What Jenner does share with Ivanka and Gwyneth, though, is the privilege reserved for rich, famous white women. Jenner’s social and economic status is particularly problematic, say her detractors, because she is a serial cultural appropriator, stealing and profiting from black culture without the authority to do so. It happened when she wore a do-rag to Fashion Week. And when she wore her hair in cornrows. And when she started selling camouflage bathing suits.
Jenner isn’t the only one in her family to be accused of exploiting black culture. Most recently, half-sister Khloé Kardashian was accused of using a black designer‘s ideas on her new denim line, Good American, without attribution. Still, Kylie seems to be more heavily criticized than her sisters, Luckett says.

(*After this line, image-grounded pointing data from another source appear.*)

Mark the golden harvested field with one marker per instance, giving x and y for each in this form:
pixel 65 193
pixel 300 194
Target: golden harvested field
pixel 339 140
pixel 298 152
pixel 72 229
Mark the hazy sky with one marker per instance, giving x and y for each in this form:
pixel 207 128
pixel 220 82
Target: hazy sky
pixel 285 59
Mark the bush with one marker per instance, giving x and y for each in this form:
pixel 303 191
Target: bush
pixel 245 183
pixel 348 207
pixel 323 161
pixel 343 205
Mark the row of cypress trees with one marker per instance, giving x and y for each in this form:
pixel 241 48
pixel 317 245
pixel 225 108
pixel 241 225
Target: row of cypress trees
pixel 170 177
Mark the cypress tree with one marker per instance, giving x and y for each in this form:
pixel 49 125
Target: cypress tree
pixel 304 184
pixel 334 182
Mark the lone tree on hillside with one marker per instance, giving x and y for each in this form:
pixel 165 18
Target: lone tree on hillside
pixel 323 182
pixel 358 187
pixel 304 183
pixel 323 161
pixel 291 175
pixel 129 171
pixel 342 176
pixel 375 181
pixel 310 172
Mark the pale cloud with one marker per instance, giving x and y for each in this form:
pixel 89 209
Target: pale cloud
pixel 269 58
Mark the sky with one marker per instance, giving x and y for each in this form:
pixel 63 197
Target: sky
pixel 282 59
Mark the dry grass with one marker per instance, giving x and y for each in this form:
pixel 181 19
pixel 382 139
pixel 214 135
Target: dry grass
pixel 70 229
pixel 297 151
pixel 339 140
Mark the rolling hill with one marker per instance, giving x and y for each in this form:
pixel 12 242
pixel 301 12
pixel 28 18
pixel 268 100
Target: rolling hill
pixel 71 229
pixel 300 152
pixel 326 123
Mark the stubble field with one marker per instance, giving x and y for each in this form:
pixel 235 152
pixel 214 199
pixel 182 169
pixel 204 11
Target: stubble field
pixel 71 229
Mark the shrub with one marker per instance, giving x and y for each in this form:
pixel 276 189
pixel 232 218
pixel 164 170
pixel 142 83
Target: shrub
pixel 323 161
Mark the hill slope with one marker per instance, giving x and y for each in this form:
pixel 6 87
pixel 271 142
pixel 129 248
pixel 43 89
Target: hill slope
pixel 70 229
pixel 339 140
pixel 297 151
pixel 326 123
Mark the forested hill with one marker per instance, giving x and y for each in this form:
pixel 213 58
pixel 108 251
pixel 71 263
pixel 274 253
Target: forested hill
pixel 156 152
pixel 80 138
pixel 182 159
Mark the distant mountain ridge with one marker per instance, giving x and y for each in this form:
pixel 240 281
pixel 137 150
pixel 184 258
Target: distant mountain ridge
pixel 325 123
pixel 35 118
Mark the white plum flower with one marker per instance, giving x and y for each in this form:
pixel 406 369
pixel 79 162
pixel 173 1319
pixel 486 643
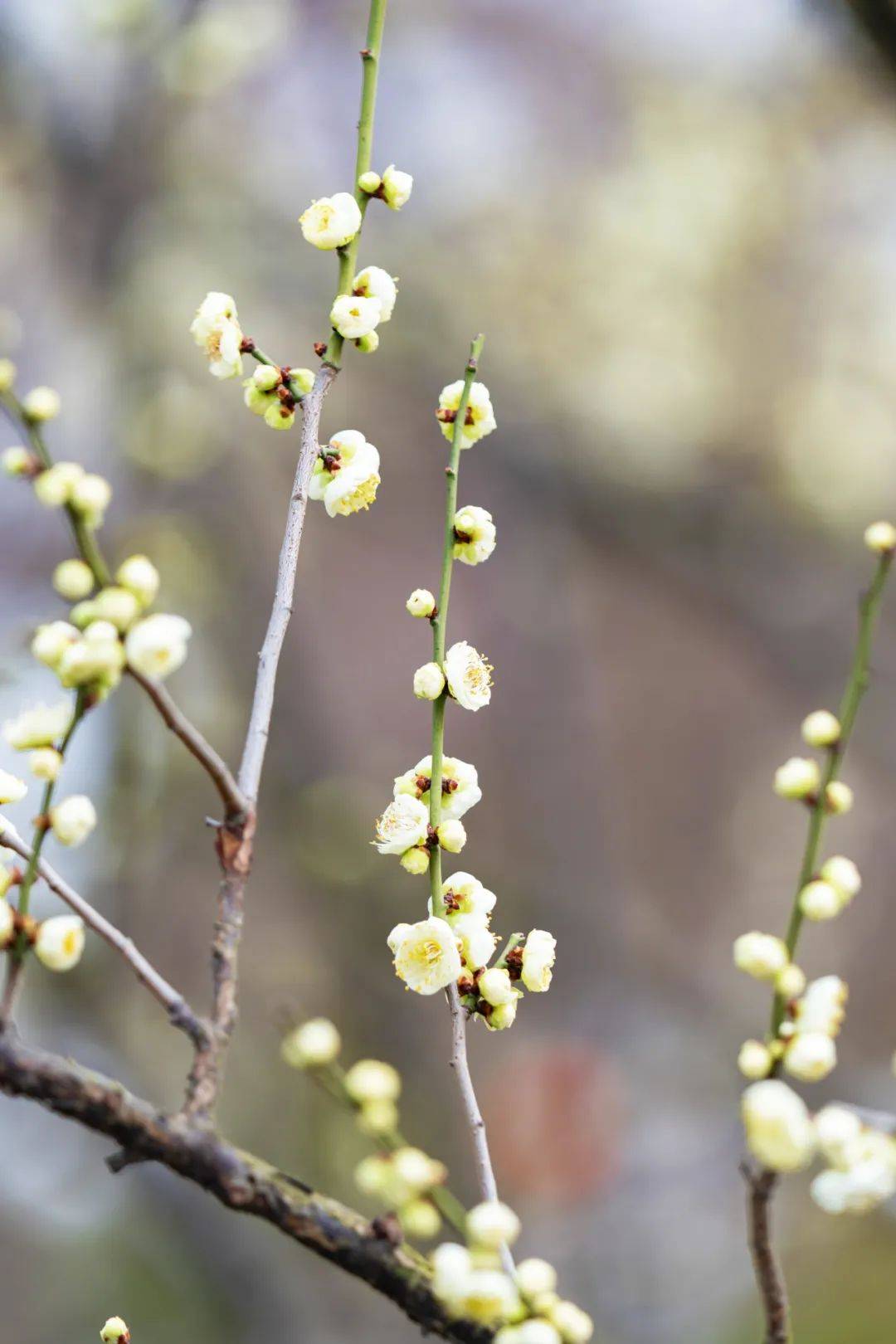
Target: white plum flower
pixel 332 221
pixel 397 187
pixel 60 942
pixel 460 785
pixel 158 645
pixel 217 329
pixel 476 938
pixel 427 957
pixel 468 675
pixel 778 1125
pixel 480 417
pixel 355 316
pixel 42 726
pixel 539 953
pixel 345 474
pixel 475 533
pixel 12 789
pixel 403 825
pixel 375 283
pixel 73 819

“With Kylie, it’s more interesting since Kim and Khloé play off their half-Armenian background, which doesn’t make them black or even nonwhite, but Kylie doesn’t even have that. She’s the child of Bruce and Kris Jenner, who was of Dutch or French or Irish or Scottish background, very very white … yet somehow, I think she gets away with it. Not because she’s convincing, but because that inauthenticity doesn’t resonate with her fan base.”
But to guess we’ve finally reached peak Kardashian-Jenner would be mistaken. Despite the ennui critics grumble over, the family is of continuing interest to academics and cultural commentators. For example, Luckett’s writing a book about celebrity culture and femininity, in which Jenner will be a focus. And released in March was a book titled The Kim Kardashian Principle: Why Shameless Sells (and How to Do It Right), which landed on the New York Times bestseller list.